Nach dem Lizenz-Desaster gingen die Verantwortlichen des HSV Hamburg (HSVH) zunächst einmal auf Tauchstation. Telefonanrufe? Erfolglos. Schriftliche Anfragen? Damit musste man es erst gar nicht versuchen. Zu tief sitzt bei Hamburgs Handballern offenbar der Schock, nachdem die Handball-Bundesliga (HBL) dem Verein am Freitagnachmittag die Lizenz für die kommende Spielzeit verweigert hatte.

Der HSVH legte bereits Protest ein, die Aussichten auf Erfolg sollen aber überschaubar sein. Sollte es bei der derzeitigen Entscheidung bleiben, müsste der HSVH einen Neustart in der Vierten Liga unternehmen, wo derzeit die zweite Mannschaft spielt. Sponsoren für einen erneuten Wiederaufbau wären nur äußerst schwer zu finden, dem Hamburger Handballer stünde ein Horrorszenario bevor.

Handball: Evermann äußert sich zum Lizenz-Desaster

Am Sonnabendmittag meldete sich schließlich Präsident Marc Evermann gegenüber dem Abendblatt zu Wort. „Im Moment können wir nur abwarten“, sagte Evermann. Der Verein habe unter hohem Zeitdruck alle Forderungen erfüllt, offenbar aber nicht rechtzeitig. Die Einzahlung eines Investors von 4,1 Millionen Euro auf das Konto der Spielbetriebsgesellschaft erfolgte am Freitag um 13 Uhr, eine Stunde nach Ablauf der von der Lizenzierungskommission gesetzten Frist.

Erschwerend kam offenbar hinzu, dass wegen des 1. Mai in den vergangenen zwei Wochen auch noch ein Werktag fehlte, um die ohnehin schwierige Transaktion in einem gesamtwirtschaftlich schwierigen Umfeld zu vollziehen. Besonders bitter: Das Überweisungslimit des Investors lag nach Abendblatt-Informationen bei drei Millionen Euro. Hätte er nur diese Summe überwiesen, wäre das Geld problemlos eingegangen. Auch diese drei Millionen Euro hätten wohl für die Erteilung der Lizenz ausgereicht.

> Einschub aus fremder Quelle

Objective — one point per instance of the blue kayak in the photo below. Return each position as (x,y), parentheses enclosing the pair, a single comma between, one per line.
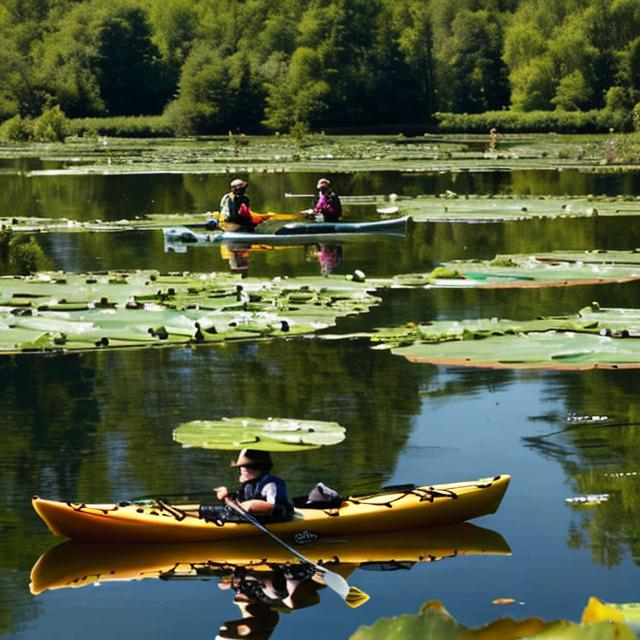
(290,234)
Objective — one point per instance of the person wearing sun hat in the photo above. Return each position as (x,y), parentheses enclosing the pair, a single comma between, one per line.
(328,207)
(261,493)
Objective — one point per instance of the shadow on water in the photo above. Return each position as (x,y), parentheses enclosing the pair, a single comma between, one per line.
(98,426)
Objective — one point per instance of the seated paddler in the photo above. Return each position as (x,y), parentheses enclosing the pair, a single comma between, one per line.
(235,209)
(261,493)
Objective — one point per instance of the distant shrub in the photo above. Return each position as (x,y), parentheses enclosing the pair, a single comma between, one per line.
(595,121)
(51,126)
(26,256)
(635,117)
(17,129)
(122,127)
(299,131)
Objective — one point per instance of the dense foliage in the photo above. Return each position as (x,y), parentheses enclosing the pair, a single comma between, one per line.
(239,64)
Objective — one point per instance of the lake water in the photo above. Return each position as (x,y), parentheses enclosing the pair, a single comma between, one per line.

Dem HSVH geht es finanziell sehr gut – aber dummerweise etwas zu spät

Die Lage wirkt aktuell grotesk. Die GmbH des Vereins ist jetzt nicht nur schuldenfrei, sondern verfügt über rund 1,2 Millionen Euro liquide Mittel, um etwaige Etatlücken in der nächsten Saison zu schließen. Mutmaßlich ist kein Verein der Handball-Bundesliga derzeit wirtschaftlich gesünder als der HSV Hamburg. Nur fehlt dem Club jetzt dummerweise die Spielberechtigung für die Bundesliga.

Anfang nächster Woche, voraussichtlich direkt am Montag, will das HBL-Präsidium über die Beschwerde des HSVH gegen den Lizenzentzug entscheiden. Das Gremium könnte sich dabei über das Votum der Lizenzierungskommission hinwegsetzen. Theoretisch.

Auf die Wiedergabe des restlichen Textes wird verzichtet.